午前中はそんな感じに色々な講座を周り、昼食を経てダンスパーティー。ここでも厳しい判定が行われ、最終的には反省会という名目の御茶会で〆られる。
「今日はいくつ合格出来るかしら」
「ドキドキしますわね。わたくし御父様からチェスを習っておりますの。少しでも嗜みを増やさなくては」
「素晴らしいですわ。教養は貴族の必須科目ですもの。頑張りませんとね」
既に淑女の片鱗を見せる女の子達。
おほほ、うふふと交わされる会話に、男の子らはついていけない。
「女子は強いな」
「本当に。僕の姉など、チェスの腕はかなりなモノです。負けていられません」
「諳じる詩の暗記が苦手です。皆はどのようにしていますか?」
「ああ、あれは私も苦手ですよ」
などなど。男の子は男の子で色々悩ましいらしい。
幼いながらも頑張る子供達を微笑ましく眺め、小人さんは自分の手帳を開いた。
これは舞踏会の手帳。ダンスの申し込みを記帳するモノで、今から使い方に慣れておくため、試験のスタンプ帳になっている。
なんかアレだな。某鉄道スタンプラリーを思い出すね。懐モンスターのために、いい年をした女が子供らの間を走り回ったのも懐かしい。
そんな益体もない事を考えつつ、双子は詩の朗読のテーブルに足を向けた。
思い思いの詩を、辿々しく朗読する生徒達。
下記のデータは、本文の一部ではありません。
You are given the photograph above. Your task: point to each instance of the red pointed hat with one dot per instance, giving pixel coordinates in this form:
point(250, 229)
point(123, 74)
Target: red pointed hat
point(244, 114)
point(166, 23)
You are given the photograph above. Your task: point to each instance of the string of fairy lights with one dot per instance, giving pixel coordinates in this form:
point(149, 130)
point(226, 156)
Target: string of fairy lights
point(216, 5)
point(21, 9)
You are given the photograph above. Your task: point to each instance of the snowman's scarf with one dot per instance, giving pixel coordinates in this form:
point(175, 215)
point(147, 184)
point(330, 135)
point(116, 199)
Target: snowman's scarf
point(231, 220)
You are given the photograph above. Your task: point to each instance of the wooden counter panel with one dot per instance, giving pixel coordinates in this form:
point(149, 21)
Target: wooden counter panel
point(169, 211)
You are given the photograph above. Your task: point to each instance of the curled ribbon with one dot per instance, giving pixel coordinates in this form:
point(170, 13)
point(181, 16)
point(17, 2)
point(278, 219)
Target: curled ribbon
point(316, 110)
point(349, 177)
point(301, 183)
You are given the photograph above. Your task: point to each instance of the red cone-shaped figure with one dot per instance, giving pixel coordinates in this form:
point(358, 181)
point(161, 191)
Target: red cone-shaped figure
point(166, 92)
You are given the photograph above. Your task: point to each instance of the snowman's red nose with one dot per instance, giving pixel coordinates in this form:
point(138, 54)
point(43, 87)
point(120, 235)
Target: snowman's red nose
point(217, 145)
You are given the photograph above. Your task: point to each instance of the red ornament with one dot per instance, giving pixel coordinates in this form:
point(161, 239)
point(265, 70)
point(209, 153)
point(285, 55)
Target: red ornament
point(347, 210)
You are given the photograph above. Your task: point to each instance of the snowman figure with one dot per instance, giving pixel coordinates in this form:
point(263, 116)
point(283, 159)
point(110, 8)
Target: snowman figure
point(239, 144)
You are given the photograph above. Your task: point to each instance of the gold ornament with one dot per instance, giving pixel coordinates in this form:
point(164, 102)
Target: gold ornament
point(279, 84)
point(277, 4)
その朗読に感想を述べたり、誉めたりと、小さな御茶会の形で講義は進んでいる。
既製の詩や自作の詩。玲瓏に堂々と言葉を紡ぐ者もいれば、つっかえながらも、必死に朗読する者もいて微笑ましい。
出された御茶を片手に周囲を探れば、そこかしこから鋭い眼差しで生徒を見る使用人達。
そう、これは講義であり、試験なのだ。
生徒達の一挙一動を見逃さず、授業態度、周りへの配慮、作法や所作。その全てに眼を光らせる隠された判定人。
いると思ったわ。こういうのは世界が違っても同じなのね。
ふくりと小人さんの眼が笑みを深める。
以前、地球で働いていた時に、千尋の悪い噂が会社で流れた事があった。根も葉もなくはない噂。事実無根であれば反論のしようもあったのだが、事を逆転して語られ、その証明が出来なかったのである。
加害者が被害者の振りをする悪辣な方法。真実は本人らしか知らない。
違う、違わないの水掛け論は、先に口にした相手に有利に働いた。
そんな時、録音されたやり取りが証拠として上がり、千尋の名誉は回復されたのである。
その証拠を提出してくれたのは、なんと昼行灯と呼ばれていた窓際の課長だった。
彼は上から配属されたコネ社員だと思われていたが、実はパワハラ、セクハラなどを監視する調査員。
表立っては出てこないが、必要とあらば証拠と進言書を提出するらしく、今回の事態が大きくなるのを待ち、随所に仕掛けられた盗聴器から音声を集めて、証拠として出したのだという。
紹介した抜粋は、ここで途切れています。